A 2,000-megawatt coal-fired power plant tipped as the largest project of its kind in Southeast Asia is on track to kick off commercial operations next year

“Right now, the Batang power plant has been 83 percent completed. It is on track to begin commercial operations in 2020,” said Dharma Djojonegoro, vice president of Adaro Power, a subsidiary of Adaro Energy.

Coal producer Adaro Energy, which will supply the coal needs of the power plant, owns 34 percent of the plant through joint venture firm Bhimasena Power Indonesia (BPI).

The coal producer, which is Indonesia’s second-largest after Bumi Resources, is slated to supply up to 7.5 million tons of coal to the plant each year, which would equal to 13.8 percent of the 54 million tons of coal produced last year by Adaro Energy.

The Batang power plant, which BPI has been working on since 2011, was initially scheduled for completion by 2016, but land-related disputes between BPI and local residents delayed construction until the Supreme Court issued in 2016 a ruling in favor of BPI.

Construction has been on track ever since, reaching 30 percent completion in 2017 and 60 percent last year.

“Most of the plant is done. The machines are in place. Only the little bits are left, such as little pipe works,” said the Energy and Mineral Resources Ministry's electricity directorate general secretary, Munir Ahmad, on Sept. 26

The US$4.2 billion power plant, whose remaining shares are owned by Japanese utility firm J-Power (34 percent) and general trader Itochu Corporation (32 percent), is Indonesia’s largest public-private partnership project to date.

BPI injected 20 percent of the total investment while 48 percent came from the Japan Bank for International Cooperation (JBIC) and 32 percent from a syndicate of nine Japanese banks.

Meanwhile, PLN is slated to become the plant’s buyer until the existing power purchase agreement (PPA) expires in 2045.
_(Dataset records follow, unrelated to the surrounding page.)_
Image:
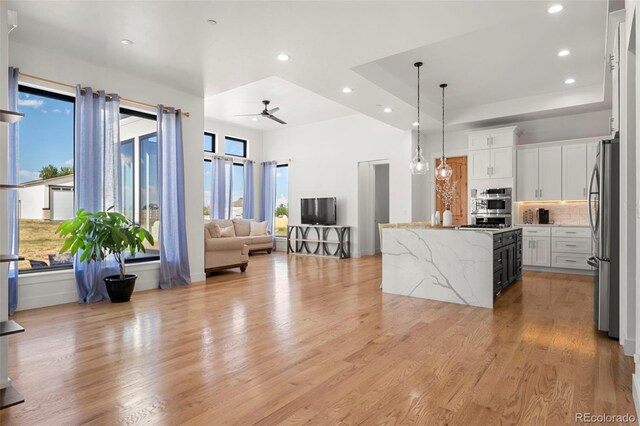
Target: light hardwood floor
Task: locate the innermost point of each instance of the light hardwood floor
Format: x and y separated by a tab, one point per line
314	340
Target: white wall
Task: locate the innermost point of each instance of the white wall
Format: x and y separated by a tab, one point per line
324	163
577	126
68	70
254	151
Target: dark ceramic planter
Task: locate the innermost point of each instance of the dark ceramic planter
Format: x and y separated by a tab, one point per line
120	290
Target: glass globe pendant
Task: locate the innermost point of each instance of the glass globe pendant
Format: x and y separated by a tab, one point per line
418	165
443	171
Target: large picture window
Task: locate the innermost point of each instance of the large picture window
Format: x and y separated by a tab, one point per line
282	201
139	159
46	165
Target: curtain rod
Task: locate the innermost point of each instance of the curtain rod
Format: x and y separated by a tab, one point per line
125	100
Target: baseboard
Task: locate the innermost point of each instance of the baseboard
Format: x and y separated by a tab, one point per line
629	346
198	277
557	270
635	391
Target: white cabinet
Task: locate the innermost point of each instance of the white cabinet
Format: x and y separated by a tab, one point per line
570	247
491	153
536	247
501	162
550	173
574	172
480	164
539	173
527	174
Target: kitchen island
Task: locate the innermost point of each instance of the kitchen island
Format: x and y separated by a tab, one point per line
464	266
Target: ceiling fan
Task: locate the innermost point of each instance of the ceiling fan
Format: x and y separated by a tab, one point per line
266	113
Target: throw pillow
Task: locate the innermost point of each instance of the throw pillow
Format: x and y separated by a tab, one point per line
214	230
258	229
227	232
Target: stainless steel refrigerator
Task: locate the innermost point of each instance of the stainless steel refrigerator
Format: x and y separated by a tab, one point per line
604	218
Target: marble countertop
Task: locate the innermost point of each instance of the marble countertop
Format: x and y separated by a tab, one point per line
558	225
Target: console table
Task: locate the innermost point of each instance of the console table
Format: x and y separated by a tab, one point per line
319	240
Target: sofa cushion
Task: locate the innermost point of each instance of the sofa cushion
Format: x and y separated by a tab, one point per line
221	244
242	227
222	223
227	232
214	230
262	239
258	228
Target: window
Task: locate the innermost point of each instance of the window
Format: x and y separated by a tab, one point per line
209	148
234	146
46	169
209	142
237	195
282	200
139	154
207	190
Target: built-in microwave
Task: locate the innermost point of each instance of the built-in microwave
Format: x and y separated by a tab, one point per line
492	201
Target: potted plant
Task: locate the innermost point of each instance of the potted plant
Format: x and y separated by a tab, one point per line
101	234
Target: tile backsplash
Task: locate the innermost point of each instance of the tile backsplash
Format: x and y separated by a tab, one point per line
569	213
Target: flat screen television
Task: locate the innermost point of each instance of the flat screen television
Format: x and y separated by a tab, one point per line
318	211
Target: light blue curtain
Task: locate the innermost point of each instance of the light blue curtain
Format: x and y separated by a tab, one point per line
221	188
247	200
12	179
97	177
268	193
174	256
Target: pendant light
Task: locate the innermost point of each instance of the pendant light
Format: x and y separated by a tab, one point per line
443	171
418	165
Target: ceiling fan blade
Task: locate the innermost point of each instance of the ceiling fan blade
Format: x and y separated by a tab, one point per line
274	118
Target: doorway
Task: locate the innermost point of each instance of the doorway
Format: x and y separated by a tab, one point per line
380	201
460	200
373	205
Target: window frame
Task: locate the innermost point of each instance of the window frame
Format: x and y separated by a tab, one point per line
25	88
275	201
244	142
213	143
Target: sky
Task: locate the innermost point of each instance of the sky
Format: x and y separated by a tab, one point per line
45	134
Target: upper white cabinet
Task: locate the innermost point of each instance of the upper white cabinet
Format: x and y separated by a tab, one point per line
574	172
491	153
550	173
539	173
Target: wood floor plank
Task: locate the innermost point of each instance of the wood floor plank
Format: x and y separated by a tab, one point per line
306	340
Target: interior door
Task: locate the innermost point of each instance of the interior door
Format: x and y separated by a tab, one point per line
459	175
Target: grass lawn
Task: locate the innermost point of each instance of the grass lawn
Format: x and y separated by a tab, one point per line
38	239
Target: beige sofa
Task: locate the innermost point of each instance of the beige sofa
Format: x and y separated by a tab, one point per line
232	252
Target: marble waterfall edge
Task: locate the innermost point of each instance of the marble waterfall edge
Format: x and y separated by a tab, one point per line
439	264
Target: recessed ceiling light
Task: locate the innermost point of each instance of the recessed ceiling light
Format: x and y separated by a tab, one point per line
555	8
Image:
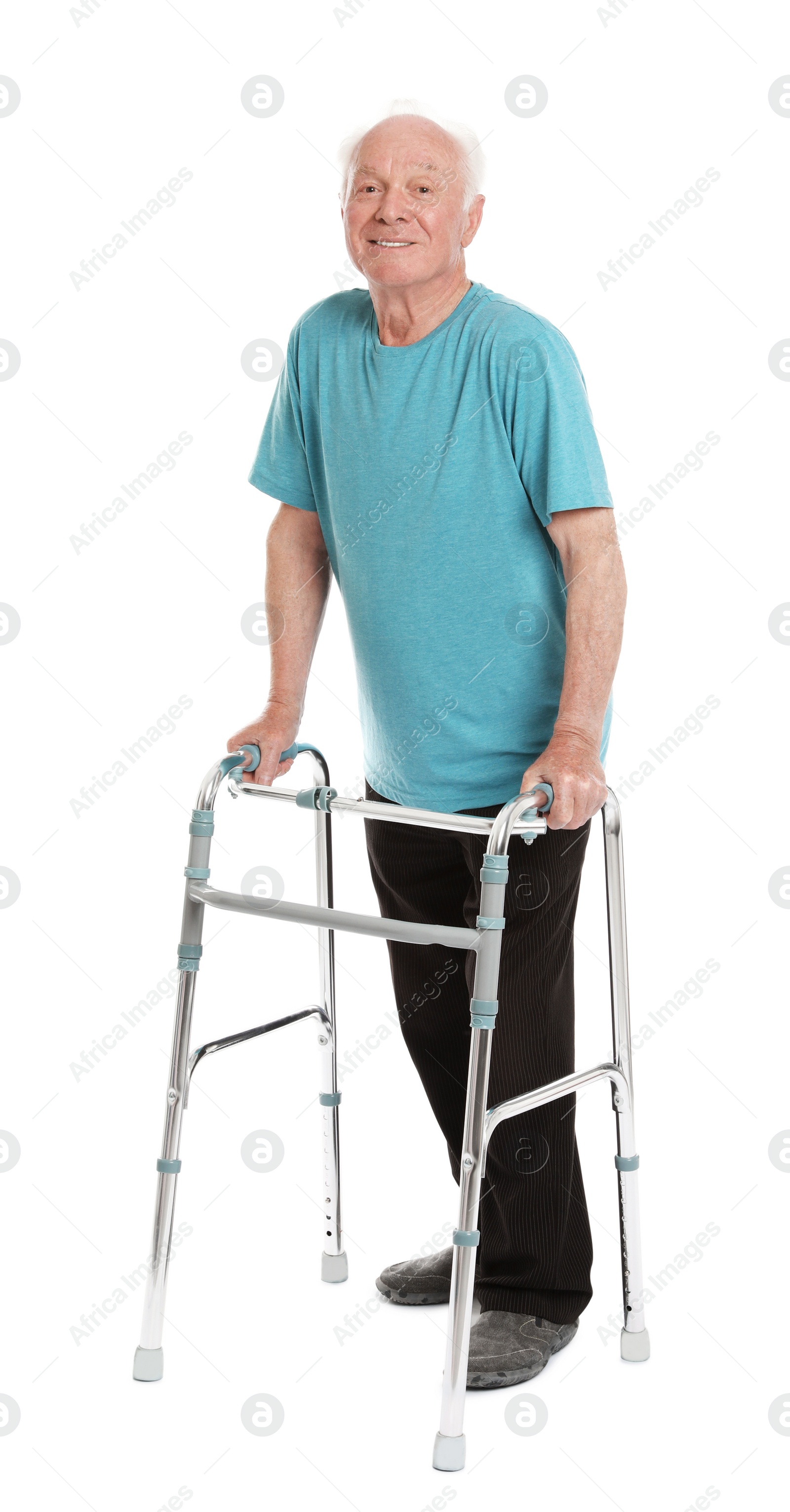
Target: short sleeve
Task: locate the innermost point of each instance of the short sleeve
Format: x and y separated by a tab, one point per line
553	438
281	468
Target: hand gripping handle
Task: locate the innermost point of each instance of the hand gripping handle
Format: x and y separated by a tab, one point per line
256	758
532	814
540	787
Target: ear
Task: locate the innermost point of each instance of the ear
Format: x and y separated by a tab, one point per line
475	215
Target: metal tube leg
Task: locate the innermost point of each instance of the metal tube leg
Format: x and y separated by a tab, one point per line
635	1340
334	1265
451	1444
149	1360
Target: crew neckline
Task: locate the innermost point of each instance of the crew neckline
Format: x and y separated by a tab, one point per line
380	347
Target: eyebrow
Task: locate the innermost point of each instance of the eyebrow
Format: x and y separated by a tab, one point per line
366	168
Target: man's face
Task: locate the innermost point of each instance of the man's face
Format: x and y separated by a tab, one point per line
405	220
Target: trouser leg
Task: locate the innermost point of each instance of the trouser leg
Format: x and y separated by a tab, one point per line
535	1243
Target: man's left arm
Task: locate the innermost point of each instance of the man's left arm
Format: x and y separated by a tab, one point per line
595	583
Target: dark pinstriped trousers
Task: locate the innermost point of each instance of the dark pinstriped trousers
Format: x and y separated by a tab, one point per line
535	1249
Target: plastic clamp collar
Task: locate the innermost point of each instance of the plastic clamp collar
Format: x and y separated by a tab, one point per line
494	869
316	799
467	1237
203	822
484	1014
189	957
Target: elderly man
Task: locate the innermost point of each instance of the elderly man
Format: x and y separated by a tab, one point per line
433	446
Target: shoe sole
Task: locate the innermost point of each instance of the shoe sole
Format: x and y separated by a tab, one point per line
413	1299
488	1381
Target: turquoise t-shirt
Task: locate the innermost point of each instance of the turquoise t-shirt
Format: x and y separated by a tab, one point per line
435	469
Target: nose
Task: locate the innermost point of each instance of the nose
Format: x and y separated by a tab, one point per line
396	208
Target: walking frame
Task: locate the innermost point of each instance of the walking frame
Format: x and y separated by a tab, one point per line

However, according to a leaked Finance Ministry letter dated September 2017, PLN is facing liquidity problems because sales will be insufficient to purchase the electricity produced by independent power producers (IPPs).

PLN spokesman Dwi Suryo Abdullah said the company’s main strategy to improve sales was by incentivizing customers, particularly those on Java Island, to switch from fossil fuel-powered stoves, motorcycles and cars to those powered by electricity.

“To boost growth, the key is, of course, pushing PLN electricity sales,” he said. “We can see that Java's electricity consumption is growing at a high [rate], reaching 4 to 5 percent annually.”

PLN’s revenue in the first half rose 4.95 percent year-on-year to Rp 133.45 trillion ($9.38 billion), which aligns with a 4.41 percent increase in electricity consumption to 118.52 terawatt hour in the same period.

“In relation to electricity sales, under the take-or-pay scheme, BPI is committed to providing electricity as requested and needed by PLN,” Dharma said.

BPI’s publicly available environmental impact assessment, conducted in 2016 by American engineering consultancy POWER Engineers, says the air around the plant has a sulfur dioxide (SO2) concentration of 25 micrograms per cubic meter (µg/m3) and particulate concentration of 116 µg/m3.

Air quality around the plant complies with Central Java Gubernatorial Decision No. 8/2001 on ambient air quality.

The assessment also projected operational carbon dioxide emissions of 12.6 million metric tons each year but did not project operational SO2 and particulate emissions, which should be, respectively, below 200 milligrams per cubic meter (mg/m3) and 50 mg/m3, as mandated by Environment and Forestry Ministry Regulation No. 15/2019 on emission standards for thermal power plants.